Lumina-T2I

Alpha-VLLM

Lumina-T2I is a powerful text-to-image generation model using LargeDiT backbone with LLaMA-7B text encoder and SDXL VAE, supporting 1024x1024 resolution.

Property	Value
License	Apache 2.0
Model Type	Text-to-Image Generation
Architecture	LargeDiT + LLaMA-7B + SDXL VAE
Resolution	1024x1024

What is Lumina-T2I?

Lumina-T2I is an advanced text-to-image generation model that combines a LargeDiT backbone with LLaMA-7B text encoding capabilities and SDXL VAE for high-quality image generation. The model stands out for its ability to generate detailed images with minimal training costs while supporting various text encoders and parameter sizes.

Implementation Details

The model architecture consists of three main components: a Large-DiT backbone for image generation, LLaMA2-7B for text encoding, and stabilityai's fine-tuned SDXL VAE. It utilizes sophisticated transport and ODE solvers for optimal image generation, supporting multiple sampling methods and diffusion forms.
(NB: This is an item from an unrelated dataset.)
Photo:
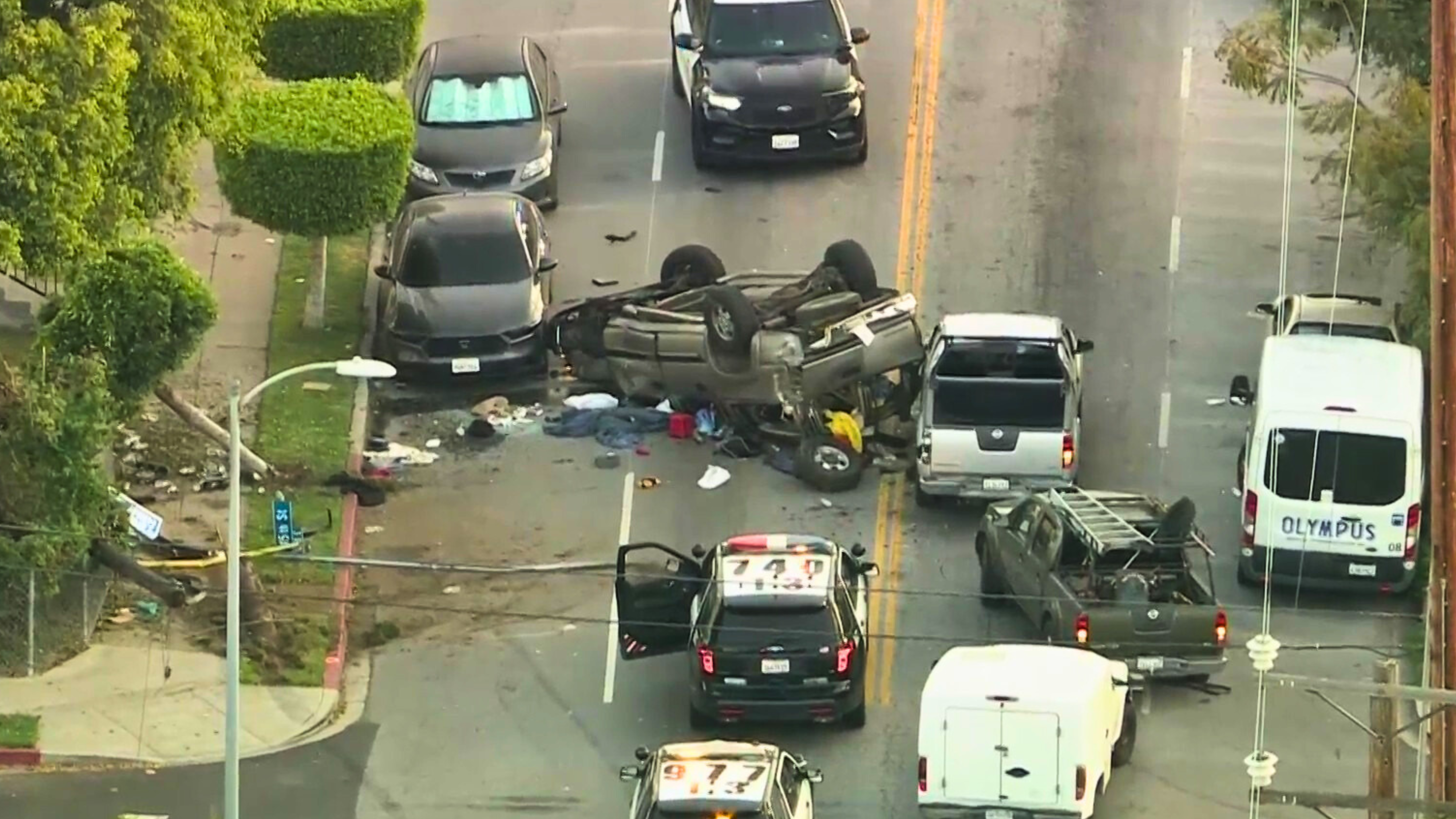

Supports multiple resolution formats including 1024x1024, 512x2048, and 2048x512
Configurable sampling steps (1-1000) and CFG scaling (1-20)
Multiple solver options including Euler and Dopri5/8
Advanced features like NTK scaling and proportional attention

Core Capabilities

High-quality image generation from text descriptions
Flexible resolution support with extrapolation capabilities
Customizable inference settings for different image styles
CLI and Web Demo interface options
Support for various transport paths and prediction models

Frequently Asked Questions

Q: What makes this model unique?

Lumina-T2I's uniqueness lies in its ability to achieve high-quality image generation with minimal training costs, utilizing a powerful combination of LargeDiT, LLaMA-7B, and SDXL VAE. The model offers extensive customization options and supports various resolution formats.

Q: What are the recommended use cases?

The model is ideal for high-quality image generation tasks requiring detailed control over the generation process. It's particularly suitable for applications needing flexible resolution support and those requiring both CLI and web-based interfaces.